人生の引き際にあって、好意的に用意されていた「男の花道」はいとも簡単に汚(よご)れて、崩れ落ちそうである。東京五輪・パラリンピック組織委員会の森喜朗会長が口を滑らした。華々しい会長の座は、文字どおり元総理にたいする花道であり、同時にやりがいのある重責である。これに応えて森会長は、みずから「老骨に鞭打って」と言われて、これまで開催に向けて苦労を重ねられてきた。

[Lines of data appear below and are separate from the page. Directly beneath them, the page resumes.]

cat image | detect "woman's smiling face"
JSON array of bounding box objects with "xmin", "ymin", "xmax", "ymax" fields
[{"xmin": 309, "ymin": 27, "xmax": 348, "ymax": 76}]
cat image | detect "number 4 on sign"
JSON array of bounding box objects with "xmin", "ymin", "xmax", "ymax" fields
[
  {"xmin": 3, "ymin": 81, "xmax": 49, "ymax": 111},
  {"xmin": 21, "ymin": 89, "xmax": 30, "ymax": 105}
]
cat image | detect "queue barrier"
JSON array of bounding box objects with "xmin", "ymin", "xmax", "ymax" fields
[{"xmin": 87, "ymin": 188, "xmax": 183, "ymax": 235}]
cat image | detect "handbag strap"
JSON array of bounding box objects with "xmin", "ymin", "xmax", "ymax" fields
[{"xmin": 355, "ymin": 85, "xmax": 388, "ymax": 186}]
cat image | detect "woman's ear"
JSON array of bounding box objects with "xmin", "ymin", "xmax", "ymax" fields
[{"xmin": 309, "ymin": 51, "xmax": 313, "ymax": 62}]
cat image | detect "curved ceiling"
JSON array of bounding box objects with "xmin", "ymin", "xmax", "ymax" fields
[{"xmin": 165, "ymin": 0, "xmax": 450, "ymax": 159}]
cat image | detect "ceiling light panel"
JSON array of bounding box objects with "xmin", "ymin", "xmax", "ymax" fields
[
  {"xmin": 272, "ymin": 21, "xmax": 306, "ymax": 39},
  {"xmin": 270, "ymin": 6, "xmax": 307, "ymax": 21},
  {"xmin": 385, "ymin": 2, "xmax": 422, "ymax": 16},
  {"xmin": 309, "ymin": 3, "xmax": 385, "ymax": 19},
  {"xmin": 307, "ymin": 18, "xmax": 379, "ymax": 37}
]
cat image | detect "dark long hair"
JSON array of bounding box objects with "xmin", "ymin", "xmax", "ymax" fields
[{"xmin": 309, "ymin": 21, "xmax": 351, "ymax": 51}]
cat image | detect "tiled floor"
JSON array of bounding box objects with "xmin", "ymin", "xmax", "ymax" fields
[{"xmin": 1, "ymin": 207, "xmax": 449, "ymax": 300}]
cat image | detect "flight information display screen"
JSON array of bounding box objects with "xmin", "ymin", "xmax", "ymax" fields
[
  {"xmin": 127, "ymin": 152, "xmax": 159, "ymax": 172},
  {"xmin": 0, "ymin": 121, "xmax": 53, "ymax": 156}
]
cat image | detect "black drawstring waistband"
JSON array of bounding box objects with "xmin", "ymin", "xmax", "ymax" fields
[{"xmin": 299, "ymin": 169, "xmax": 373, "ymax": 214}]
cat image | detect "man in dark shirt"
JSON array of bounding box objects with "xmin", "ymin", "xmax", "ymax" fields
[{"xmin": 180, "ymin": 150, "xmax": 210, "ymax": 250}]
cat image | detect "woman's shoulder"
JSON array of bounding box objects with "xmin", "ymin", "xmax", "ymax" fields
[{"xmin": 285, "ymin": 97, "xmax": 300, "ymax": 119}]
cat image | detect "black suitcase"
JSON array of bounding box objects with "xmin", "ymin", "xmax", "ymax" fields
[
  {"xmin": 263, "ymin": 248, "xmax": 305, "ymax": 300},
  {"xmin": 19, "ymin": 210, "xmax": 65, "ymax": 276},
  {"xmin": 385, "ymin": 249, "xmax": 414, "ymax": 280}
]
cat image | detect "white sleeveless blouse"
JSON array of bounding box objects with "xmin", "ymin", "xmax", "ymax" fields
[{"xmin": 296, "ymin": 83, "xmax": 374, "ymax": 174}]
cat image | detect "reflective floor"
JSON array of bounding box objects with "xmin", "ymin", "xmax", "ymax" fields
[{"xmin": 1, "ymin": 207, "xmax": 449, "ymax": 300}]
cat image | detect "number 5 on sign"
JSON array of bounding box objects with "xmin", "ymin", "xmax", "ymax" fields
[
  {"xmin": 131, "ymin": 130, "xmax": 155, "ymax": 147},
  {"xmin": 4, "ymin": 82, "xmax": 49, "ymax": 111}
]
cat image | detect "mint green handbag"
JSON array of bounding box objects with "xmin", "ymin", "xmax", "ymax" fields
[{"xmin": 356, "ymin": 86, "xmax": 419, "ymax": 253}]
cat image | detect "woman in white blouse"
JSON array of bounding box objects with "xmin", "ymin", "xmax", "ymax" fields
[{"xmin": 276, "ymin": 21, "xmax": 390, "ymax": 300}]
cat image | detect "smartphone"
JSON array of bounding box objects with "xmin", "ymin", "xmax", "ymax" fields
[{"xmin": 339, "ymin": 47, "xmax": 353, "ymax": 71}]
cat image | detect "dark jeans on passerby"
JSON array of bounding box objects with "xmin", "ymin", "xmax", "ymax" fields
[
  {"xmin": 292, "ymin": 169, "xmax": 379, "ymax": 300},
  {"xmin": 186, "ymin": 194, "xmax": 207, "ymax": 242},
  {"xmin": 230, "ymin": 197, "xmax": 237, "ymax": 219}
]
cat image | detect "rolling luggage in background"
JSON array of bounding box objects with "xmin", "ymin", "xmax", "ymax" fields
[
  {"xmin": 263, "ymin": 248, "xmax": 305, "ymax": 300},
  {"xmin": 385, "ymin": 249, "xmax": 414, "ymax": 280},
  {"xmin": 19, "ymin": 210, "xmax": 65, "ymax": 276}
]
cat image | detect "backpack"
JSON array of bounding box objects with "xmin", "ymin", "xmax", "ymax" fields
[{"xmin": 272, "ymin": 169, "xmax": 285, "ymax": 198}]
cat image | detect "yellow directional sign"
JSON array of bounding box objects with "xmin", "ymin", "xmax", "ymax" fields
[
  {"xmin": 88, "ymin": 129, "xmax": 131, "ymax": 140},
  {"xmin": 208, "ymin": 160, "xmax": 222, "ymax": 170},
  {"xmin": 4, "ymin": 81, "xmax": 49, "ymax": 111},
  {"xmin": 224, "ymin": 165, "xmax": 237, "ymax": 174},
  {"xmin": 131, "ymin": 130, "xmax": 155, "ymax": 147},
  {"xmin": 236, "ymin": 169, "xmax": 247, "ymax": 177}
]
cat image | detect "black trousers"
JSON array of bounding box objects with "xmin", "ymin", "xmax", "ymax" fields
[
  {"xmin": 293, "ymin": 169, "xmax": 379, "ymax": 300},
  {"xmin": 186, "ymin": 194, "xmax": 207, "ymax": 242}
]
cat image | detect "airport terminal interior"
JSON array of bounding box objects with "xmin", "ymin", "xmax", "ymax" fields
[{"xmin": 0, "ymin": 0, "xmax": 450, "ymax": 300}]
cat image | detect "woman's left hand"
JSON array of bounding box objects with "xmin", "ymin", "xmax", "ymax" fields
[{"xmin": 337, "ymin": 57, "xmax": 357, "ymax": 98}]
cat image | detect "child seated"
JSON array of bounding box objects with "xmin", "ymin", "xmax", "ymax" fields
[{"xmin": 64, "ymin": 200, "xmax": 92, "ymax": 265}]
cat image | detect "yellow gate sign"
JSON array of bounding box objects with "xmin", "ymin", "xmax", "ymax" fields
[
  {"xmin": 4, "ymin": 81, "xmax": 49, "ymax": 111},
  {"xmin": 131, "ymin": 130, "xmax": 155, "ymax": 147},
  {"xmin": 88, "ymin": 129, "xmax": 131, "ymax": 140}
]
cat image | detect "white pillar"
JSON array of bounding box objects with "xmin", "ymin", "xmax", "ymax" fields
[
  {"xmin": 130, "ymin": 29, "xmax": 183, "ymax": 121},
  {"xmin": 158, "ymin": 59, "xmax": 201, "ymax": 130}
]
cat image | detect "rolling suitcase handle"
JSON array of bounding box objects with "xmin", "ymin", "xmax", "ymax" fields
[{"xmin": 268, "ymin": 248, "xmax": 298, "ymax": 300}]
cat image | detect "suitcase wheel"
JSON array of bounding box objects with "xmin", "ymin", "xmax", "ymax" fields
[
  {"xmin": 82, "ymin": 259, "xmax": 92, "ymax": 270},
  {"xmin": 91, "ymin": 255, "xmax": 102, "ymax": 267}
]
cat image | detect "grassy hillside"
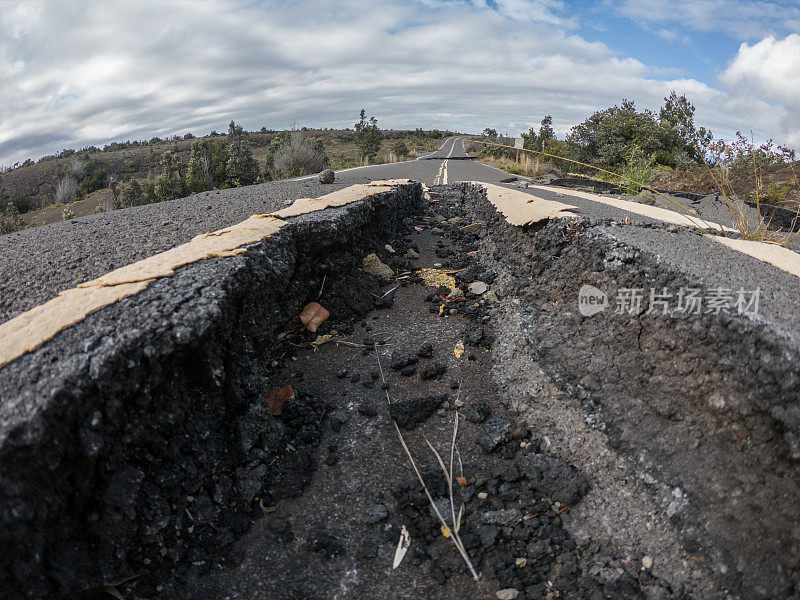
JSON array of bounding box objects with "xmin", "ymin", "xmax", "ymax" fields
[{"xmin": 0, "ymin": 128, "xmax": 451, "ymax": 233}]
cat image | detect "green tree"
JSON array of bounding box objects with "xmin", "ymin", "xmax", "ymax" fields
[
  {"xmin": 78, "ymin": 160, "xmax": 108, "ymax": 195},
  {"xmin": 9, "ymin": 190, "xmax": 33, "ymax": 214},
  {"xmin": 153, "ymin": 147, "xmax": 186, "ymax": 202},
  {"xmin": 568, "ymin": 99, "xmax": 667, "ymax": 170},
  {"xmin": 523, "ymin": 116, "xmax": 556, "ymax": 153},
  {"xmin": 354, "ymin": 109, "xmax": 382, "ymax": 162},
  {"xmin": 0, "ymin": 202, "xmax": 22, "ymax": 234},
  {"xmin": 391, "ymin": 139, "xmax": 409, "ymax": 157},
  {"xmin": 187, "ymin": 140, "xmax": 212, "ymax": 192},
  {"xmin": 225, "ymin": 121, "xmax": 259, "ymax": 186},
  {"xmin": 539, "ymin": 115, "xmax": 555, "ymax": 145},
  {"xmin": 659, "ymin": 90, "xmax": 712, "ymax": 162},
  {"xmin": 118, "ymin": 179, "xmax": 145, "ymax": 208},
  {"xmin": 483, "ymin": 128, "xmax": 498, "ymax": 138}
]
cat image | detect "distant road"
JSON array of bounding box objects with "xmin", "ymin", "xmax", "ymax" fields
[{"xmin": 3, "ymin": 134, "xmax": 800, "ymax": 335}]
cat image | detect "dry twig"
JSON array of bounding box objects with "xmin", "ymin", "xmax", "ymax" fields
[{"xmin": 375, "ymin": 348, "xmax": 479, "ymax": 580}]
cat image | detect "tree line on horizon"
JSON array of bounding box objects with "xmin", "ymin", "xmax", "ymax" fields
[{"xmin": 478, "ymin": 91, "xmax": 797, "ymax": 193}]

確かに私は、森会長の年齢をかんがみて就任されて以来その重責をおもんぱかり、同時に絶えず労(ねぎら)い心をたずさえてきた。そして森会長は、ようやく苦労の出口へたどりつかれたのである。その矢先にあって国民から非難囂囂をこうむられることには、さぞかし残念無念と同時に心外この上ないであろう。このことではもちろん、私は甚(いた)く同情心をかきたてられている。ところが半面、このたびの口の滑らかしには、「弘法にも筆の誤り」とは言えそうにないところもある。なぜなら、「またか!」という、思いがよみがえるからである。すなわち、森会長のこのたびの失言には、ご自身の「身から出た錆」だと、突き放して観念せざるを得ないところもある。
人だれしもにも、失言や失態はつきものである。もちろん森会長の失態は、厚顔無恥きわまる政治家・河井夫妻とはまったく別物である。だから私は、非難囂囂に悪乗りするつもりは毛頭ない。ただ単に私は、語彙学習の現場主義の教材として、さまざまな成句(言葉)をめぐらしているにすぎない。
「口は禍の元」もとである。同義語としては、「口は禍の門」のほかかぎりなくある。たとえば、「雉(きじ)も鳴かずば撃たれまい」、さらには「物言えば唇寒し秋の風」などが浮かんでくる。口の役割の筆頭は、生存の糧(かて)すなわち食べ物(食糧・食料)を入れ込むことであろう。もちろん、褒め言葉を発する役割もある。ところが、ところが、厄介なことに口には、人を貶(けな)したり、みずからを褒めたり(自惚れ)、言わずもがなことを言ったりする、無用の悪癖がある。結局、口は利害半ばする器官である。そして、害で最も恐ろしいことは、良いにつけ悪いにつけ人格(人品)の証しが、もろに世の中にしゃしゃり出ることである。
私は、生涯学習の生の教材にありつけたことには、いくらかの感謝の念をたずさえている。「人の噂も七十五日」。森会長の「ひとふんばり」を願うところである。七十五日も続けば、ちょっと、長すぎるかな!。人間界の雑音にはお構いなく、うららかな春がめぐって来た。